The growing popularity of the voice and video telecommunication technology, the greater use of Cloud computing and a growing trend for bringing your own device to work are some of the main reasons behind the prevalence of cyber attacks. According to a study by Datto, ransomware continues to be one of the most prevalent forms of attack experienced by small businesses despite the operation of anti-virus software. Furthermore, the research shows that the downtime resulting from an attack is of greater cost to a business than the amount of the ransom.

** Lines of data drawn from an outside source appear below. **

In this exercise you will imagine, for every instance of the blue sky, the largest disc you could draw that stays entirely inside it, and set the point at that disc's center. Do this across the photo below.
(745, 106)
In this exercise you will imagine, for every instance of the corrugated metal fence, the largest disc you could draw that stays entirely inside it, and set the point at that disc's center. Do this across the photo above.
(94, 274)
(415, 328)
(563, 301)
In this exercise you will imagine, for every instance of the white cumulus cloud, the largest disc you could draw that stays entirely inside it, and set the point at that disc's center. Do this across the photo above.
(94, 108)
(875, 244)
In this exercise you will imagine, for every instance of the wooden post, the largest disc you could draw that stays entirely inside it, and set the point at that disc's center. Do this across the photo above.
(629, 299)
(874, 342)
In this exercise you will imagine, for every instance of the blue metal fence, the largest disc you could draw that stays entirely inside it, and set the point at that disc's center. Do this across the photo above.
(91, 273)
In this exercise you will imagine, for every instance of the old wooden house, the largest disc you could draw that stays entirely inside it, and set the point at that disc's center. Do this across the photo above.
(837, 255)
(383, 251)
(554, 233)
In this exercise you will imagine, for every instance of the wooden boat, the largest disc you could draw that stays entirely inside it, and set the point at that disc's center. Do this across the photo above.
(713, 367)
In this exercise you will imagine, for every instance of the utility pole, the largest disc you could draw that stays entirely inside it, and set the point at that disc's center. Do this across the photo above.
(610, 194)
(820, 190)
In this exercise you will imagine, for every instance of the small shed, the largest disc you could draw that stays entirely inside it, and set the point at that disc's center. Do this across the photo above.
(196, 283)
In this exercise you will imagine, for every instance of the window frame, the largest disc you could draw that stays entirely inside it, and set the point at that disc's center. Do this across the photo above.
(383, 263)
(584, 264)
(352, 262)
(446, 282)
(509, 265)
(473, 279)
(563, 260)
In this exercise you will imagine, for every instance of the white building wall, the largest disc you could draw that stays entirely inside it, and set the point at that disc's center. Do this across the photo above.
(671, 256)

One of the main reasons why small businesses are dragging their feet is cost. Challenging market conditions and a range of policy and non-policy costs are squeezing already thin margins and as a result, many of these firms are finding it difficult to access the funds to invest in a significant cybersecurity upgrade.
This is where alternative finance can help. In the face of prolonged caution from high-street lenders – and a new report on SME access to finance has revealed that almost half of small firms are declined by these lenders – the likes of invoice finance, asset finance, peer-to-peer lending and crowdfunding are providing small business owners with an alternative means of raising capital for essential investment, such as in cybersecurity.
Alternative finance can help small business owners afford to take a new approach to cybersecurity, overhauling and upgrading systems, creating a stonger, company-wide culture of security and better protecting their data and that of their customers.
The importance of cybersecurity to a small business cannot be understated, both in terms of stopping attacks and marketability to customers. For these businesses to invest in stronger cybersecurity, they will need to make use of all the financing channels available to them, including alternative finance.